Carnival Corporation & plc Enters Into Definitive Agreement to Sell Windstar Cruises Unit to Ambassadors International, Inc.
Carnival Corporation & plc (NYSE/LSE: CCL; NYSE: CUK) today announced that it has signed a definitive agreement to sell its Windstar Cruises brand to Ambassadors International Inc. (Nasdaq: AMIE – News). Windstar Cruises, which operates three sailing vessels, is a wholly owned subsidiary of Holland America Line, a unit of Carnival Corporation & plc.
Under the terms of the agreement, Windstar will be sold for $100 million, $40 million of which is payable in cash and assumption of liabilities, and Carnival will provide mortgage financing for $60 million. The loan will be payable over 10 years at seven percent interest, collateralized by the three Windstar ships.
“Windstar is an outstanding and unique cruise product and has garnered an extremely loyal following, however, Carnival Corporation & plc’s growth strategy is focused on expanding our core growth brands and opening new markets,” said Micky Arison, Carnival Corporation & plc chairman and CEO. “We made the decision to exit from the niche cruise business some time ago and the sale of Windstar is in line with that strategy.
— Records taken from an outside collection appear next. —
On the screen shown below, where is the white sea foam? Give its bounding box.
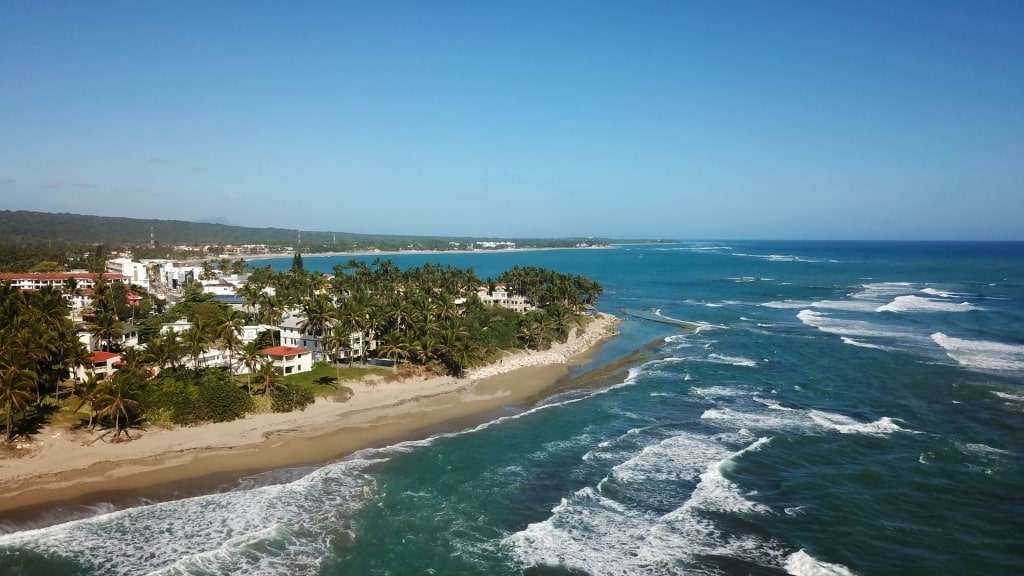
[690,385,748,399]
[920,287,968,298]
[992,390,1024,402]
[957,442,1011,457]
[762,300,815,309]
[876,295,977,313]
[931,333,1024,373]
[852,282,914,299]
[505,437,783,576]
[0,455,382,575]
[785,549,856,576]
[753,396,797,411]
[811,300,880,313]
[797,309,907,339]
[703,353,758,367]
[701,407,812,433]
[807,410,909,436]
[840,337,889,350]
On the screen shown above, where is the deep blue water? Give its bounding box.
[2,241,1023,575]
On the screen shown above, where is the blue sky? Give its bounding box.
[1,1,1021,240]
Last year we made a decision to cease operation of UK’s Swan Hellenic and transfer its one ship to the Princess Cruises brand. Both of these are excellent products but simply do not fit into our future growth plans,” he explained.
Added Stein Kruse, president and chief executive officer, Holland America Line, “We are pleased to have a committed buyer like Ambassadors International to take over Windstar. The transaction has been structured to ensure a smooth transition for all parties. Holland America Line will continue to operate the company through a transitional services agreement in the short term which includes vessel, reservations and other operational functions.”
Windstar Cruises’ three ships include the 312-passenger Wind Surf and the 148-passenger Wind Star and Wind Spirit.
Carnival expects the transaction to close in the second quarter of 2007, subject to any applicable regulatory requirements, and to be neutral to earnings on an annualized basis for the 12-month period following closing.